9/22/2025: Weekly Economic Update

The Federal Reserve (Fed) lowered the federal funds rate target range by 25 basis points to 4.00% to 4.25% at its September meeting, marking the first cut since December 2024. The move was anticipated and signaled the start of a new easing cycle but also revealed divisions within the Federal Open Market Committee (FOMC). Chair Jerome Powell and the policy statement emphasized downside risks to employment. Officials acknowledged that core inflation is likely to remain elevated longer than expected. Governor Stephen Miran dissented, preferring a larger 50 basis point cut, underscoring pressure from some members to act more aggressively.

These divisions were most evident in the updated dot plot, the Fed’s chart showing where each policymaker expects the federal funds rate to be in the future, and in the Summary of Economic Projections (SEP). The median projection pointed to two additional quarter point cuts before year-end, although nearly half of officials expected only one or none. At the same time, the SEP raised the growth outlook for 2025, lowered unemployment projections, and revised core inflation higher. This mix left markets debating whether the Fed has shifted toward a more dovish stance or instead sees the labor market as weaker than headline data suggest.

Markets responded favorably to the cut, signaling cautious optimism. Stocks advanced, with the S&P 500 reaching record highs, reflecting confidence in a supportive backdrop. Treasury moves were mixed: short-term yields fell on the direct impact of the lower federal funds rate and expectations for further easing, while longer maturities rose as investors weighed persistent inflation and the Fed’s cautious guidance. As of this morning, the 2-year note closed near 3.57% and the 10-year near 4.13%. Oil held steady at $63 per barrel, and gold touched a high this week above $3,700 an ounce before retreating, underscoring its role as a hedge against policy uncertainty. The dollar strengthened modestly. Overall, these moves reflected a market supportive of growth but attentive to inflation risks and evolving policy.

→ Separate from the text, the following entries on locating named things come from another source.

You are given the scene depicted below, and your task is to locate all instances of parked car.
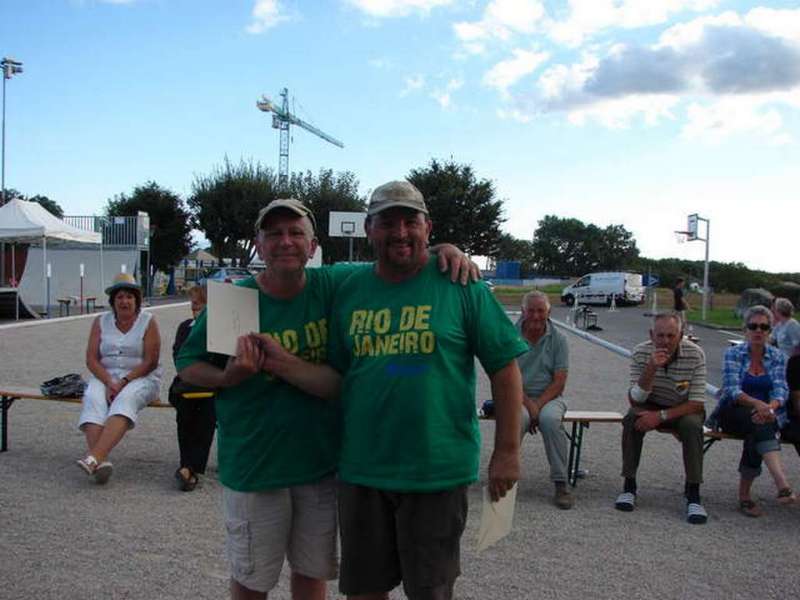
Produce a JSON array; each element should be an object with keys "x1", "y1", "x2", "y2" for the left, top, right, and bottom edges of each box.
[
  {"x1": 197, "y1": 267, "x2": 250, "y2": 285},
  {"x1": 561, "y1": 272, "x2": 645, "y2": 306}
]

Looking ahead, Chandler’s base case calls for additional rate cuts this year and into 2026. With only two FOMC meetings remaining, the scope for further action this year is limited. We anticipate softer economic data through year-end, while inflation is likely to remain above the Federal Reserve’s target. Recently enacted tax cuts may provide a modest boost as the economy transitions into early 2026. In this environment, Chandler is maintaining a measured bias toward longer duration relative to the benchmark, as short-term yields remain influenced by the prospect of Fed easing. We will continue to adjust our strategy as conditions evolve to ensure portfolios remain aligned with client objectives.